YOU ARE DRIVING along in busy traffic on a crowded thoroughfare-- let's say Garrisonville Road, or maybe U.S. 17--when you notice that the stoplights are not working.

Apparently, there's a power outage. And as far as you can see, there are no green, yellow or red lights to help the multitude of frustrated drivers pass safely through the intersections.

Quickwho has the right of way?

Your car?

The big dump truck nudging its way into the traffic flow on the right?

Or maybe that SUV full of children and soccer balls trying to make a left turn in front of you?

And while you're making up your mind, don't even think about that tractor-trailer getting bigger and bigger in your rearview mirror. You have at least a couple of seconds before impact.

That's pretty much the situation I experienced recently on State Route 610--Garrisonville Road--during the first few moments of a midday blackout.

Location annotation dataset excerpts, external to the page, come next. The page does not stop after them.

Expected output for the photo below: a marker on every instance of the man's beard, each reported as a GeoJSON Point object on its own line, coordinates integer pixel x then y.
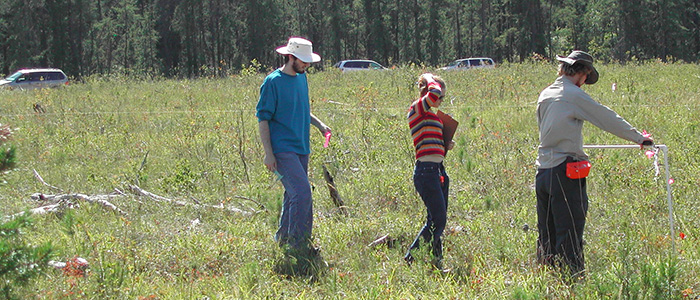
{"type": "Point", "coordinates": [298, 69]}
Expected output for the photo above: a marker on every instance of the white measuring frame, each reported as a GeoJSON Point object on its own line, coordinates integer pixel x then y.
{"type": "Point", "coordinates": [664, 149]}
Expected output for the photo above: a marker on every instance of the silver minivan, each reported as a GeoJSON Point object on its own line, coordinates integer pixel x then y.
{"type": "Point", "coordinates": [28, 79]}
{"type": "Point", "coordinates": [358, 64]}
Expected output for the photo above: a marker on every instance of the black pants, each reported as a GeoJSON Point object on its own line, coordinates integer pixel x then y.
{"type": "Point", "coordinates": [433, 185]}
{"type": "Point", "coordinates": [562, 204]}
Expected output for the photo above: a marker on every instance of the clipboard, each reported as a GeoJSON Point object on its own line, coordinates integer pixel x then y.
{"type": "Point", "coordinates": [449, 127]}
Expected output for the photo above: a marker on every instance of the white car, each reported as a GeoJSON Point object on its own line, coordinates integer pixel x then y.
{"type": "Point", "coordinates": [358, 64]}
{"type": "Point", "coordinates": [27, 79]}
{"type": "Point", "coordinates": [470, 63]}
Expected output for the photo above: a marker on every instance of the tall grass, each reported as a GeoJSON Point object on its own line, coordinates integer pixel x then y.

And the traffic situation was pretty much a free-for-all. The main flow of drivers heading east and west dominated. Anyone trying to enter Garrisonville Road from one of the shopping areas could expect a long wait. And if you were trying to make a left turn well, forget it.

The episode prompted me to call the Stafford Sheriff's Office to inquire about safety procedures on the county's thoroughfares during a blackout.

"It's funny you should ask," said sheriff's Sgt. Brian Jacobs, the supervisor of the traffic safety division. "Because a new law just took effect in July that deals with that very problem."

Jacobs looked up the new code to get its exact wording. Here's what it says:

"If the traffic lights controlling an intersection are out of service because of a power failure or other event that prevents the giving of signals by the traffic lights, the drivers of vehicles approaching such an intersection shall proceed as though such intersection were controlled by a stop sign on all approaches."

Jacobs said that means all drivers should stop first, and then follow the normal pattern of a four-way intersection.

"It's a courtesy issue," Jacobs said. "We all have a place to get to. We just need to be patient."